The robbery with aggravating circumstances
[18] The fact that I have already spent a considerable amount analysing the existence of substantial and compelling circumstances there is no need to repeat that which I have already said. All of these crimes flowed from one set of circumstances beginning with the two rapes and culminating with the three counts of attempted murder. It would be appropriate therefore to sentence Mr Birch to a term of imprisonment of 15 years for the crimes of robbery with aggravating circumstances and accordingly I sentence him to seven years on each count of attempted arson and the three counts of attempted murder.
[19] These were the final acts Mr Birch in his spree of madness which began with the rape of Nicola Clayton and ended with throwing a petrol bomb through a house occupied by three people. In my view, these are serious offences, on their own they would necessitate a serious sentence of imprisonment, even though I should emphasise that notwithstanding Mr Birch's long list of convictions, none of them are for acts of violence and all of them are for the use of drugs. In the circumstances, taking all of these convictions into account would be a term of imprisonment of six years.

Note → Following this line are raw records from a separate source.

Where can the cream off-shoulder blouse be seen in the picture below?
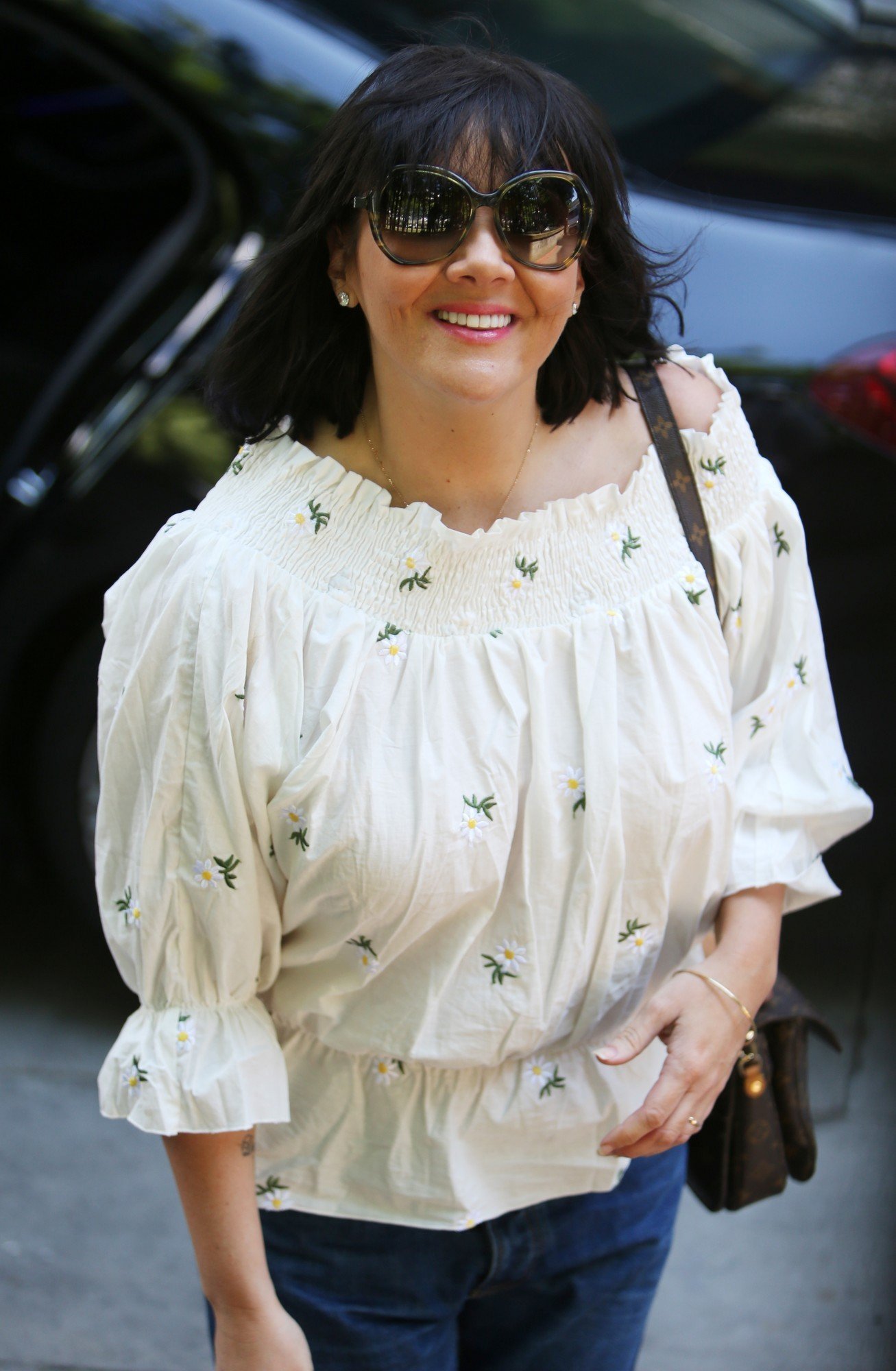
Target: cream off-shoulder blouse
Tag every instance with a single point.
(398, 823)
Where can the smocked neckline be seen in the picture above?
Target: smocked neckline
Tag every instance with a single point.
(420, 518)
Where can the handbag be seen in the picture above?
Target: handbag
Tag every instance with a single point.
(760, 1130)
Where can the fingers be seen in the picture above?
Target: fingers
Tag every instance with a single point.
(676, 1129)
(676, 1082)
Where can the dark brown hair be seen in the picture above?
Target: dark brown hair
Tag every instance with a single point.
(291, 350)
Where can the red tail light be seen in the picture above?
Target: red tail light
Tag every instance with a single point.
(858, 389)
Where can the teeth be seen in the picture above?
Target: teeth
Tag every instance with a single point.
(476, 321)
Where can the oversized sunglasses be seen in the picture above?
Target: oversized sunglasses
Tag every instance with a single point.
(422, 215)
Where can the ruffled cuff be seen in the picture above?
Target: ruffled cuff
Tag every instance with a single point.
(197, 1070)
(764, 855)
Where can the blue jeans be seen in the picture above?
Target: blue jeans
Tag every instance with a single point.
(566, 1284)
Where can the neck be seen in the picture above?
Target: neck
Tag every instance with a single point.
(458, 454)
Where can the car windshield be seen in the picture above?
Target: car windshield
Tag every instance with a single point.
(755, 101)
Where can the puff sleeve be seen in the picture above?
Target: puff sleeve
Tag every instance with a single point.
(795, 794)
(188, 888)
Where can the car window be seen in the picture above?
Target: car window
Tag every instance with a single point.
(90, 182)
(757, 101)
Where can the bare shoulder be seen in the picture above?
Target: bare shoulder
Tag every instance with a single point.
(692, 396)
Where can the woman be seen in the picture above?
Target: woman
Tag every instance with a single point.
(413, 797)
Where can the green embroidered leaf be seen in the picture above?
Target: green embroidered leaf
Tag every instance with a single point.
(629, 544)
(780, 542)
(554, 1082)
(499, 974)
(362, 943)
(270, 1187)
(228, 866)
(632, 927)
(418, 579)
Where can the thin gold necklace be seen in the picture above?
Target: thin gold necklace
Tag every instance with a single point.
(363, 419)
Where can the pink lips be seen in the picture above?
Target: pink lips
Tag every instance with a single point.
(477, 335)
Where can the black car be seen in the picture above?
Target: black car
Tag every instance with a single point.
(152, 149)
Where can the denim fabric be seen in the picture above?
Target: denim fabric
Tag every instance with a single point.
(566, 1284)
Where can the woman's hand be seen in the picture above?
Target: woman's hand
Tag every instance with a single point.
(263, 1339)
(703, 1032)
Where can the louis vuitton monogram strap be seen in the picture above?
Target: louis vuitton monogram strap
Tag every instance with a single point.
(676, 465)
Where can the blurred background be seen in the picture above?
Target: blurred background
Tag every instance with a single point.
(149, 150)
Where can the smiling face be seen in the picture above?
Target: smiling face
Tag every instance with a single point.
(414, 346)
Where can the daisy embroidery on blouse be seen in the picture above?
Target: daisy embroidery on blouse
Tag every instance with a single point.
(308, 519)
(366, 955)
(735, 619)
(133, 1077)
(544, 1077)
(714, 763)
(298, 821)
(273, 1195)
(185, 1034)
(411, 563)
(130, 910)
(474, 814)
(694, 583)
(510, 956)
(387, 1070)
(572, 784)
(206, 871)
(710, 474)
(522, 578)
(392, 645)
(621, 537)
(636, 937)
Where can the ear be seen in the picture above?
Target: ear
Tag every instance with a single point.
(339, 254)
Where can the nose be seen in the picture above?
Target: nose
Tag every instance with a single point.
(481, 250)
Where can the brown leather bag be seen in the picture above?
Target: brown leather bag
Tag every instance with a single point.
(750, 1144)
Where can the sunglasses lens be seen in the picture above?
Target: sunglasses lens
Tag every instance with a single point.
(421, 216)
(543, 220)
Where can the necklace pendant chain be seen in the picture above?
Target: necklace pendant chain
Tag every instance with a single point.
(363, 419)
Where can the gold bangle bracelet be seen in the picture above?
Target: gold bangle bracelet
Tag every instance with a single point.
(749, 1060)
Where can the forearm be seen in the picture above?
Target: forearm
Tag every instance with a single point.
(746, 943)
(215, 1180)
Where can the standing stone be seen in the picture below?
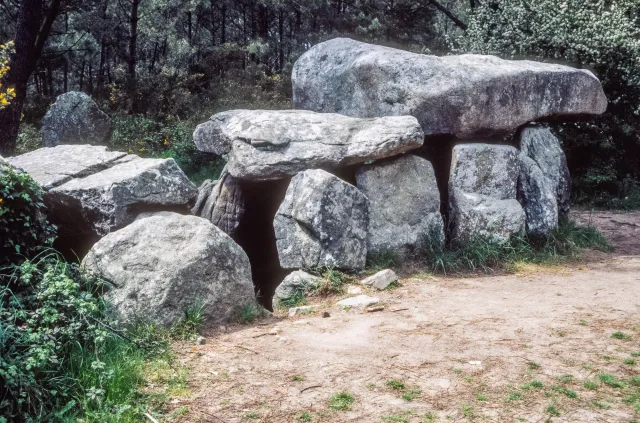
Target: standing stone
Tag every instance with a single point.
(467, 96)
(221, 202)
(537, 195)
(75, 119)
(273, 144)
(538, 143)
(322, 222)
(404, 203)
(164, 263)
(482, 193)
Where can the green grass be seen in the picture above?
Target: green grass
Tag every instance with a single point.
(610, 380)
(590, 385)
(621, 335)
(411, 395)
(534, 384)
(481, 254)
(551, 409)
(304, 417)
(396, 385)
(297, 299)
(341, 401)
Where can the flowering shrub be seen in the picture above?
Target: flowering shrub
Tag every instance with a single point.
(601, 35)
(5, 94)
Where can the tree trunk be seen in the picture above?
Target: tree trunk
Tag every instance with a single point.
(132, 56)
(32, 30)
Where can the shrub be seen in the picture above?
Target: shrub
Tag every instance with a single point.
(24, 229)
(601, 35)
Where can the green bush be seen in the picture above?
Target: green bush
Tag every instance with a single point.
(599, 35)
(24, 229)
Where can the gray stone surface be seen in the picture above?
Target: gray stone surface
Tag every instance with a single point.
(381, 280)
(75, 119)
(404, 203)
(538, 143)
(482, 193)
(537, 195)
(322, 222)
(296, 282)
(112, 198)
(361, 301)
(54, 166)
(466, 95)
(221, 202)
(164, 263)
(268, 144)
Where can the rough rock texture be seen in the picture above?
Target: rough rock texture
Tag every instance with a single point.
(404, 203)
(267, 144)
(322, 222)
(537, 195)
(538, 143)
(296, 282)
(381, 280)
(91, 191)
(360, 301)
(164, 263)
(464, 95)
(482, 192)
(221, 202)
(54, 166)
(75, 119)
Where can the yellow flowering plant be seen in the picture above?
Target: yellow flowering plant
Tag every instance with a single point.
(6, 94)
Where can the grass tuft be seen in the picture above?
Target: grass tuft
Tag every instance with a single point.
(341, 401)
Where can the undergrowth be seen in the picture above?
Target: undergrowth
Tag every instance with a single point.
(483, 254)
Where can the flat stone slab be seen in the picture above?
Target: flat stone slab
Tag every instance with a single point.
(465, 95)
(53, 166)
(268, 144)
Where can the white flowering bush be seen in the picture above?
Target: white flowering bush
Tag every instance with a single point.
(600, 35)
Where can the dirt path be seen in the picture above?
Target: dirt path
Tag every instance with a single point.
(459, 349)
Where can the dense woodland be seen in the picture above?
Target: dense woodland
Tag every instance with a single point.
(161, 66)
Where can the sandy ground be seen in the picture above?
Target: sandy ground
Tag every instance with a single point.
(464, 350)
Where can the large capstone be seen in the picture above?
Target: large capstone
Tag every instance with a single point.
(322, 222)
(75, 119)
(482, 193)
(165, 263)
(267, 144)
(538, 143)
(221, 202)
(404, 203)
(466, 95)
(91, 192)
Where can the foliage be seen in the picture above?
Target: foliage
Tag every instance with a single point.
(24, 229)
(147, 137)
(485, 255)
(601, 35)
(6, 94)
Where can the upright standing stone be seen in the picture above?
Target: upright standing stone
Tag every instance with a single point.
(221, 202)
(322, 222)
(482, 193)
(538, 143)
(404, 203)
(75, 119)
(467, 96)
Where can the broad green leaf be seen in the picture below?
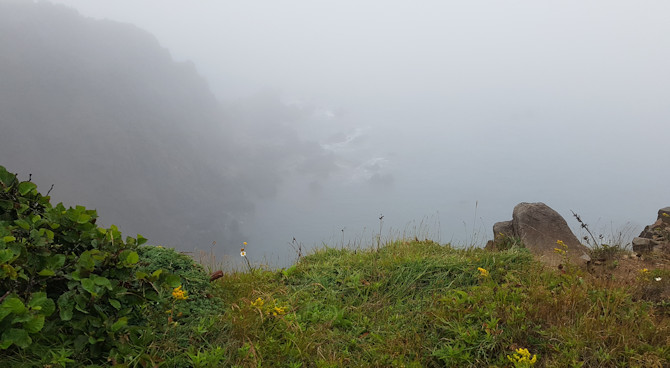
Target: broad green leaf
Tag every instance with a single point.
(66, 306)
(25, 187)
(4, 313)
(132, 258)
(115, 303)
(22, 224)
(14, 305)
(83, 218)
(120, 323)
(41, 302)
(16, 336)
(89, 285)
(6, 255)
(173, 280)
(46, 272)
(35, 324)
(56, 261)
(102, 281)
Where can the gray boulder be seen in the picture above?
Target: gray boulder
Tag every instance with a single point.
(655, 235)
(539, 227)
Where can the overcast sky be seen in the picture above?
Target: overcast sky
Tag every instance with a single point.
(441, 107)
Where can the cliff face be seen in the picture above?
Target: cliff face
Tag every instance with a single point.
(100, 110)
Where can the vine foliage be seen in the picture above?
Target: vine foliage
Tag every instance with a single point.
(67, 283)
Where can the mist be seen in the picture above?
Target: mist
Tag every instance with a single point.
(440, 116)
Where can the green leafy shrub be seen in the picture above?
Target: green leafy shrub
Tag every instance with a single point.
(67, 283)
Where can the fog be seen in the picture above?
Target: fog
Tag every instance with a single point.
(439, 115)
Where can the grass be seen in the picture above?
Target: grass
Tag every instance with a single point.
(422, 304)
(409, 303)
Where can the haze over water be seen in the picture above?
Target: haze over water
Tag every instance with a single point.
(447, 112)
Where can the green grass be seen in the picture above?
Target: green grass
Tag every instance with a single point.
(421, 304)
(408, 304)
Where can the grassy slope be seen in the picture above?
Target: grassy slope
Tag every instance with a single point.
(416, 304)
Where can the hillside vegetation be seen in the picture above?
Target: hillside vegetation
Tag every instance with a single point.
(74, 294)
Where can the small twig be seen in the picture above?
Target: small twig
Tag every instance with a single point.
(585, 227)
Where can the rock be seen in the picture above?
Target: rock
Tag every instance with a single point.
(664, 215)
(539, 227)
(643, 244)
(655, 235)
(505, 227)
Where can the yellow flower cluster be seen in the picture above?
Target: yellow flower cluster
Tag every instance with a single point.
(257, 303)
(179, 294)
(278, 311)
(522, 358)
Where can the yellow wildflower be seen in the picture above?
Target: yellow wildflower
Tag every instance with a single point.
(278, 311)
(257, 303)
(179, 294)
(522, 358)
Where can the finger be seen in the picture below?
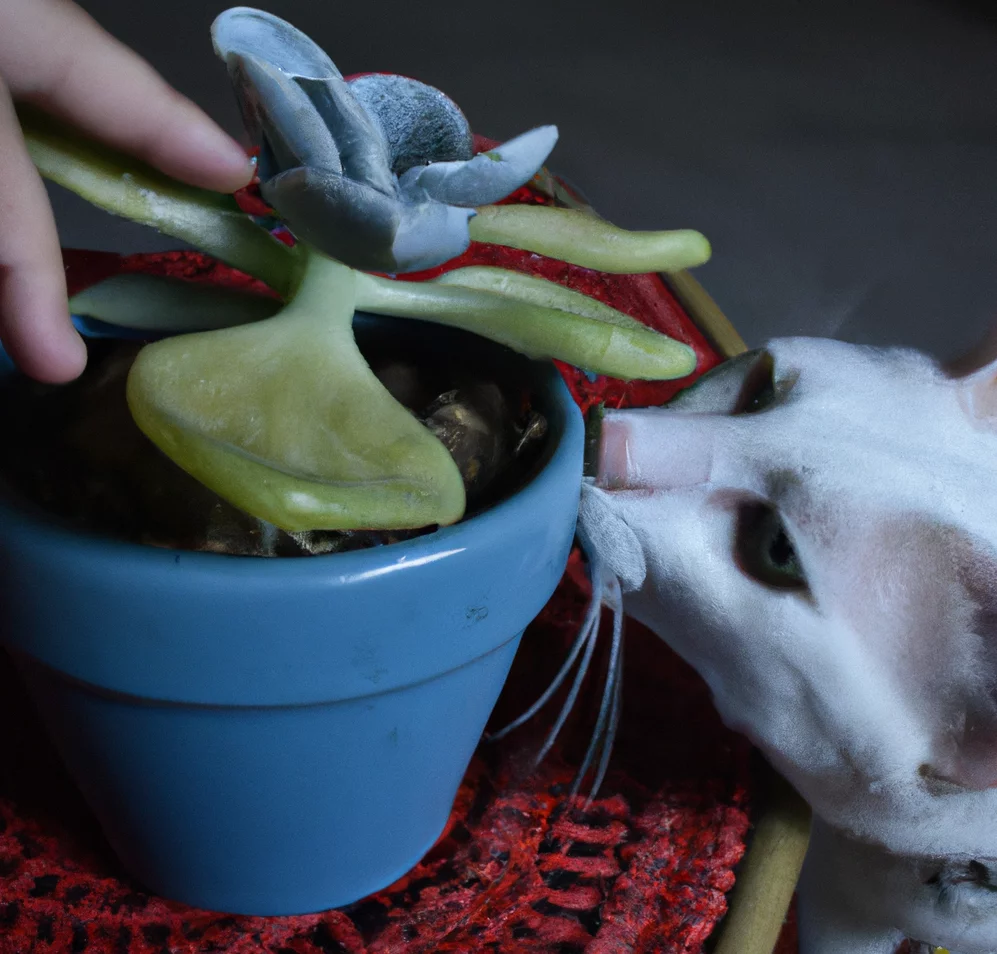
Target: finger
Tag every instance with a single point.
(34, 318)
(55, 56)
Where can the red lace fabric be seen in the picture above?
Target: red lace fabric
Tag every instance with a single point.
(521, 868)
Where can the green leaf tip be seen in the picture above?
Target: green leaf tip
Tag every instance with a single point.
(583, 239)
(538, 318)
(124, 186)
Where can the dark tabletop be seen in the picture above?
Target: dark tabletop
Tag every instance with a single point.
(840, 155)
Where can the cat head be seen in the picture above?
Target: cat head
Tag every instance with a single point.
(814, 528)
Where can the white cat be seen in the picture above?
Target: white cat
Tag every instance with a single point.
(814, 528)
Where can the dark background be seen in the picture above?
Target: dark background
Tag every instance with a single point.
(840, 156)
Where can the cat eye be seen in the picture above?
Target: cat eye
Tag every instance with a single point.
(744, 384)
(764, 550)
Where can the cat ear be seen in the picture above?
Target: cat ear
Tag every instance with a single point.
(605, 533)
(969, 750)
(978, 393)
(975, 374)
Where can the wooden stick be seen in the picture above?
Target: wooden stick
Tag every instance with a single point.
(767, 876)
(706, 314)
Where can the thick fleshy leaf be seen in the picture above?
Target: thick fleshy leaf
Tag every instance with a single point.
(284, 419)
(245, 31)
(362, 146)
(489, 176)
(158, 304)
(420, 123)
(347, 220)
(586, 240)
(537, 330)
(126, 187)
(429, 233)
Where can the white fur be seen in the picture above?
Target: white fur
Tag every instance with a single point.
(875, 691)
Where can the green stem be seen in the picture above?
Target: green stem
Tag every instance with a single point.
(124, 186)
(583, 239)
(518, 321)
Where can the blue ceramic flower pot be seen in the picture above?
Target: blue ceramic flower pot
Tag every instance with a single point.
(284, 736)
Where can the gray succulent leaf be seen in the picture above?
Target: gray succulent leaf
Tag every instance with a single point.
(489, 176)
(332, 150)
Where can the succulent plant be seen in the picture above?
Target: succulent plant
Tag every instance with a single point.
(272, 405)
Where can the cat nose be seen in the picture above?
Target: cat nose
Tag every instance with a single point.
(653, 449)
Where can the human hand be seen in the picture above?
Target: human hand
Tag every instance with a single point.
(54, 56)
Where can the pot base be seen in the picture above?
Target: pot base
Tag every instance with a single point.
(272, 810)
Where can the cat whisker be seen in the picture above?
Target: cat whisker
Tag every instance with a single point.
(585, 634)
(605, 592)
(602, 735)
(590, 633)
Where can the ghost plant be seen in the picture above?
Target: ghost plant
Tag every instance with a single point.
(279, 413)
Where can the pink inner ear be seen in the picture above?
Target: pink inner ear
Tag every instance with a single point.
(978, 396)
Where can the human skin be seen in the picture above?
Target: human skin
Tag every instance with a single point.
(54, 56)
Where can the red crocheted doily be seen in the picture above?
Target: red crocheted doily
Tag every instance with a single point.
(520, 869)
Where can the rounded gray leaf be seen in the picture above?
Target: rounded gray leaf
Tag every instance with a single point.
(245, 31)
(421, 124)
(347, 220)
(489, 176)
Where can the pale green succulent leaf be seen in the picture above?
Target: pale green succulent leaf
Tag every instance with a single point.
(156, 303)
(582, 239)
(284, 419)
(126, 187)
(513, 317)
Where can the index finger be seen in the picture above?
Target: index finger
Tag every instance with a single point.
(55, 56)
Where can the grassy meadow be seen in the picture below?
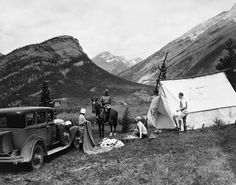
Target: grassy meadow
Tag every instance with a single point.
(199, 157)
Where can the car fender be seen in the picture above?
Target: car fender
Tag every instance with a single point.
(73, 130)
(28, 146)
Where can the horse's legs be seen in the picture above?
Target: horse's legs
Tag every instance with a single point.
(102, 129)
(99, 128)
(110, 123)
(114, 125)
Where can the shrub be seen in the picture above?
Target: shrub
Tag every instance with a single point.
(218, 123)
(126, 121)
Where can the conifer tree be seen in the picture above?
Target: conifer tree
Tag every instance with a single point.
(161, 75)
(45, 99)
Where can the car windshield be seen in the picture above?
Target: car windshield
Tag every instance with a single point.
(12, 121)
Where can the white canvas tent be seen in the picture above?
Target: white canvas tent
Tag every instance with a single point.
(209, 97)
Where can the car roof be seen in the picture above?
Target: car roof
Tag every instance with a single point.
(21, 110)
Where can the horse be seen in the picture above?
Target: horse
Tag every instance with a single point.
(101, 117)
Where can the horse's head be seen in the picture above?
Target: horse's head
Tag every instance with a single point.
(95, 106)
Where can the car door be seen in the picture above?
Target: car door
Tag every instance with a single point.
(30, 123)
(51, 127)
(42, 126)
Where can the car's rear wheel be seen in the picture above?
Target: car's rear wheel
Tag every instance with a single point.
(76, 141)
(65, 136)
(37, 157)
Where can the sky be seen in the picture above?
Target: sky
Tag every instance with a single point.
(129, 28)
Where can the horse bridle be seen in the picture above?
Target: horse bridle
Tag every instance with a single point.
(101, 113)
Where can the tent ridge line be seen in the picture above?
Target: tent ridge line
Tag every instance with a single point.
(200, 75)
(212, 109)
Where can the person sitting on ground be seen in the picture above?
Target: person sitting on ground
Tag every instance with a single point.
(181, 112)
(140, 130)
(106, 103)
(82, 122)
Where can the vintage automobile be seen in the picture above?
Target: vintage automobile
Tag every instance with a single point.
(28, 134)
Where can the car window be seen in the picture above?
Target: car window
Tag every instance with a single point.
(50, 116)
(41, 117)
(3, 121)
(12, 121)
(30, 119)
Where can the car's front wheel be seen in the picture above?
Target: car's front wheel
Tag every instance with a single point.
(37, 157)
(76, 141)
(65, 136)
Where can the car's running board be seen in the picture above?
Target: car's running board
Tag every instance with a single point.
(55, 150)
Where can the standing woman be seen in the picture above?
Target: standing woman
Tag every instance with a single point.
(82, 122)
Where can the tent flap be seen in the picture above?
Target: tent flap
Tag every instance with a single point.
(209, 97)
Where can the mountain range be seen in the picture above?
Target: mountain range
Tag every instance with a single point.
(62, 62)
(194, 53)
(114, 64)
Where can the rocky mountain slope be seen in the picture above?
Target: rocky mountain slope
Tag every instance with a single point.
(63, 63)
(194, 53)
(114, 64)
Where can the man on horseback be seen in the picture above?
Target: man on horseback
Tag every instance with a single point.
(106, 103)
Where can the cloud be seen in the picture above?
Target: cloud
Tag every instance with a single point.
(132, 28)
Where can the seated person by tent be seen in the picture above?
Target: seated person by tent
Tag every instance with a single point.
(140, 130)
(181, 113)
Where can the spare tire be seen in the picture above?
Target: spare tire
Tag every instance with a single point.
(64, 135)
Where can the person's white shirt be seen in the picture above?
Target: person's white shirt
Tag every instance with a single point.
(183, 105)
(141, 128)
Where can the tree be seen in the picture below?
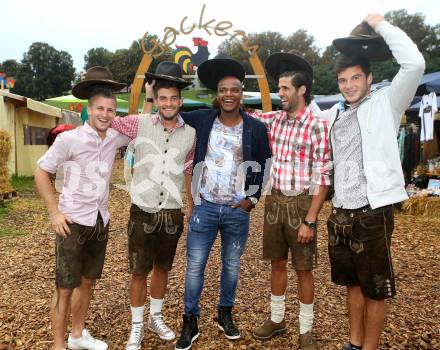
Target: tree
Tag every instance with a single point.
(10, 68)
(44, 72)
(97, 57)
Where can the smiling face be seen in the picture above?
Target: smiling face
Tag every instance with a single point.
(101, 111)
(354, 84)
(168, 102)
(229, 94)
(292, 98)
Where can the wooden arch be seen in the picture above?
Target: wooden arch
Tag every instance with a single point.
(159, 48)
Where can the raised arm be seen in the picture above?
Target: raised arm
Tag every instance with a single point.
(412, 65)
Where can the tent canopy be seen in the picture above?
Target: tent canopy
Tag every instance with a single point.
(430, 83)
(416, 106)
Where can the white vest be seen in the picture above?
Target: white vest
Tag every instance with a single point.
(158, 176)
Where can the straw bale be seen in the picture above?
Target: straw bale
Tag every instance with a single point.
(5, 149)
(423, 206)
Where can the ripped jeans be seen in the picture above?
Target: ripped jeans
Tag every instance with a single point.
(207, 219)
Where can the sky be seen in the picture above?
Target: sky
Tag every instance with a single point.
(77, 26)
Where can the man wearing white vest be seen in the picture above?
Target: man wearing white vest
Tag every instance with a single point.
(368, 175)
(163, 155)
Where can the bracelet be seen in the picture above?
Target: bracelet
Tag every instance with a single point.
(53, 214)
(311, 224)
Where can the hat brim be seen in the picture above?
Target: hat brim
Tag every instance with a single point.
(282, 62)
(181, 83)
(82, 89)
(372, 48)
(212, 71)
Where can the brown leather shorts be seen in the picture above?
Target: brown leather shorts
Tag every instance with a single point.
(153, 238)
(82, 253)
(359, 248)
(283, 215)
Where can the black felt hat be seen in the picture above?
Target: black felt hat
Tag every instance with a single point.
(95, 76)
(363, 41)
(168, 71)
(212, 71)
(281, 62)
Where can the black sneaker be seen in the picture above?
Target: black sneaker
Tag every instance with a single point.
(226, 324)
(190, 332)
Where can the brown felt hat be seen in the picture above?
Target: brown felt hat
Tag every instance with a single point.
(363, 41)
(95, 76)
(281, 62)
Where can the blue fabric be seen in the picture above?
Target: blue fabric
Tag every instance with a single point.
(206, 220)
(255, 144)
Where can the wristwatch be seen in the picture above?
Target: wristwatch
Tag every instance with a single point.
(311, 224)
(253, 200)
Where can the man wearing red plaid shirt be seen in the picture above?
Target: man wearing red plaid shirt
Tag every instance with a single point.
(300, 180)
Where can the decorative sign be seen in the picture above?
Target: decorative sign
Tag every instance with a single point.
(188, 59)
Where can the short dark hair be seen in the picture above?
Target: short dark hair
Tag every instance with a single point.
(100, 91)
(343, 62)
(163, 84)
(298, 79)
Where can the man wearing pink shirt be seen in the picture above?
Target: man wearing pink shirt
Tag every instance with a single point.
(81, 218)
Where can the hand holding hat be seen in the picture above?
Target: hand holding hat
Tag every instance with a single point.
(212, 71)
(363, 41)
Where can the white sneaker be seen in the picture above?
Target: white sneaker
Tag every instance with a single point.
(136, 336)
(85, 342)
(158, 326)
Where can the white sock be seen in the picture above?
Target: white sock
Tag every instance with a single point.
(277, 307)
(155, 306)
(305, 317)
(137, 314)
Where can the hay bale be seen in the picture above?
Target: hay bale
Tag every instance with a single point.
(422, 206)
(5, 149)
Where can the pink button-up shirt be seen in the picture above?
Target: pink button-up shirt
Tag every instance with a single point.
(87, 162)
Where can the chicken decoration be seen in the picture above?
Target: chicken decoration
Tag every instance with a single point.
(188, 60)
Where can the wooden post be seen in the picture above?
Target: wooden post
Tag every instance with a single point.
(138, 82)
(257, 66)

[20] To summarise thus, the Court has sentenced Mr Birch on each count of rape to a term of imprisonment of 20 years; to a term of imprisonment of seven and a half years for the two counts of robbery with aggravating circumstances and a term of imprisonment for six years for the attempted arson taken together with three counts of attempted murder, all of these sentences to run concurrently.
[21] There is of course the final count of assault with aggravating circumstances, again which played out in the same events, and which a term of imprisonment of four years will be imposed.
All of these sentences will run concurrently which effectively means that Mr Birch has been sentenced to an effective term of imprisonment of 20 years, although were, as he indeed he should, to spend the entire duration in prison he would have been in prison for 22 and a half years effectively given the amount of time that he has already spent in prison.
I want to make one final point before concluding and that is I am aware that Mr Birch represented himself in the difficult issue of dealing with sentence. That is not, however, a matter which was done lightly. When this matter initially came before this Court for sentence Mr Birch was represented by Mr du Toit in whom it appeared Mr Birch had lost confidence and accordingly time was given to Mr Birch to procure another legal representative, although he was warned at the time that it would be preferable to employ Mr du Toit who appeared to be extremely concerned with the welfare of Mr Birch in the event that no other legal representative was available. When the Court recommenced to hear this matter on Monday, Mr Birch persisted with his view that he did not wish Mr du Toit to represent him and after careful questioning by the Court he accepted that he finally had to go ahead representing himself. I do not consider that any injustice was done in this case in that during the hearing before the trial Court, Mr Birch was represented by experienced counsel Mr Eia and in the proceedings before me he presented his case extremely eloquently with a great degree of insight and revealed a considerable measure of legal preparation in the presentation of argument before me. He objected to a number of aspects in the probation officer's report and which I have not taken account of any aspect of that report to which Mr Birch objected.
[21] Accordingly, I am satisfied that issues were ventilated before this Court in a free, fair, reasonable and just manner.